Delepierre grows serious now, saying when fashion labels include plus-size people in their runways only to shroud them in concealing garments, effectively hiding their bodies from sight, it’s not genuine inclusivity. “And from a customer point of view, it’s really obvious [when a brand isn’t actually inclusive] because you’ll see an amazing campaign on the streets, but then you go into the shops and they don’t sell your size,” he describes. Delepierre calls this “bodywashing,” a hollow effort for diversity akin to the sustainable equivalent known as greenwashing. “This is not what size-inclusivity is about. It’s about designing with [plus-size folks] in mind, embracing their bodies, listening to them, and understanding what they need.”

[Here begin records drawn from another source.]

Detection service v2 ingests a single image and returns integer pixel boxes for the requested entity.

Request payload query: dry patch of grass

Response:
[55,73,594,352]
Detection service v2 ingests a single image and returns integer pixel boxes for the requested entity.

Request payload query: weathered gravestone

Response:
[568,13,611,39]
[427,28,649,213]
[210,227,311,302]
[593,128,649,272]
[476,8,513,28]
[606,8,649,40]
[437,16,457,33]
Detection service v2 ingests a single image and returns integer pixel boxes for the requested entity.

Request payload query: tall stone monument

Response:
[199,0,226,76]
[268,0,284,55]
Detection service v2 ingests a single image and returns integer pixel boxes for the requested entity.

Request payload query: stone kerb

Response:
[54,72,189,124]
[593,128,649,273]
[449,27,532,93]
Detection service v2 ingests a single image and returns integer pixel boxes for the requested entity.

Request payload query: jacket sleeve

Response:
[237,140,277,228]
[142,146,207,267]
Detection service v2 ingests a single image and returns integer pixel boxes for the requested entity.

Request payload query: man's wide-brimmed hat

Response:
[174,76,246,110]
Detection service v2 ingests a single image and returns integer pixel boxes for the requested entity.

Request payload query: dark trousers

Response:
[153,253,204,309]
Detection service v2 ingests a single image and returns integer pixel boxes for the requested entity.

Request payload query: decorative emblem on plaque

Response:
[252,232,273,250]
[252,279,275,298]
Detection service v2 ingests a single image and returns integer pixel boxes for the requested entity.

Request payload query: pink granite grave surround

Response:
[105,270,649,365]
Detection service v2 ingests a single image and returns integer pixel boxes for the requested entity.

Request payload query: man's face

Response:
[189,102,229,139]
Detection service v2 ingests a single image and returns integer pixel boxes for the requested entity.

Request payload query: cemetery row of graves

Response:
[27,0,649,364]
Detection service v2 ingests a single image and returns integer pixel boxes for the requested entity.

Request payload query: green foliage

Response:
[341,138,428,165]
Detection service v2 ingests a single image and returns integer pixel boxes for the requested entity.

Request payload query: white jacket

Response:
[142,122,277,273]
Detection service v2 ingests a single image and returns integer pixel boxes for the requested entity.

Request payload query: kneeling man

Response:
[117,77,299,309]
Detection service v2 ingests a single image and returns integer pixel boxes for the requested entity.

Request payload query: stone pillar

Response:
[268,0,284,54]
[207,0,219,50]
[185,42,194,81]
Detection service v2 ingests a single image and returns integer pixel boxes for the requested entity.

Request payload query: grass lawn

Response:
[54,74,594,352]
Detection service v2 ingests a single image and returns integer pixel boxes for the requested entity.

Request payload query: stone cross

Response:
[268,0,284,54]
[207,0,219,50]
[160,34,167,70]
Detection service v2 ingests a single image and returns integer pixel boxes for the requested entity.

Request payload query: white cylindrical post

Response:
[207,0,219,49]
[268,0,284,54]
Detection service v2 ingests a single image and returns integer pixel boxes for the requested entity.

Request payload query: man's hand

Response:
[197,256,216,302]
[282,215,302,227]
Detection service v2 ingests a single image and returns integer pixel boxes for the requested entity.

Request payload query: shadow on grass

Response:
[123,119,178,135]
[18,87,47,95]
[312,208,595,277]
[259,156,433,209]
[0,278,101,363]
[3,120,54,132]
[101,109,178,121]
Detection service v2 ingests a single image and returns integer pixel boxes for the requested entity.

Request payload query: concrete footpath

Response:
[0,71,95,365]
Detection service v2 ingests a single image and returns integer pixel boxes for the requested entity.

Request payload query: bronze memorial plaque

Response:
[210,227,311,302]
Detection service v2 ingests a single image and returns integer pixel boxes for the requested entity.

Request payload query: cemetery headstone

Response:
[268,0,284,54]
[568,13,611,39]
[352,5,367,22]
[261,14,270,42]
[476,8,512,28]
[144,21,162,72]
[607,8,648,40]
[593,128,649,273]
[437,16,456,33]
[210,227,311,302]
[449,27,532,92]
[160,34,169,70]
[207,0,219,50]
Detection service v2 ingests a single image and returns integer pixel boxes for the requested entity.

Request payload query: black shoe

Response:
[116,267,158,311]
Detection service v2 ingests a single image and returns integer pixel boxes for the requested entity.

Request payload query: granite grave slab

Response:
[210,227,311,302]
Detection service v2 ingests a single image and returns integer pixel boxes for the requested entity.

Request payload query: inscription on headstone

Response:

As the conversation comes to a close, the Brussels-based creative says he’s recently observed the industry changing for the better as a result of the pandemic reinvigorating the collective imagination. “We can actually see fashion shifting in a positive way, and it's exciting. I hope it’ll be like the new ‘60s,” he says with a laugh. Delepierre and Manas have injected this positivity into the label’s upcoming Fall/Winter 2022 collection, which debuts this Paris Fashion Week. “Ester and I are super confident about the next collection, the future of fashion, and the creative industry as a whole,” he shares. Delepierre remains vague about the details, but considering the brand’s previous work, the new drop will undoubtedly be an innovative, celebratory love letter dedicated to womankind.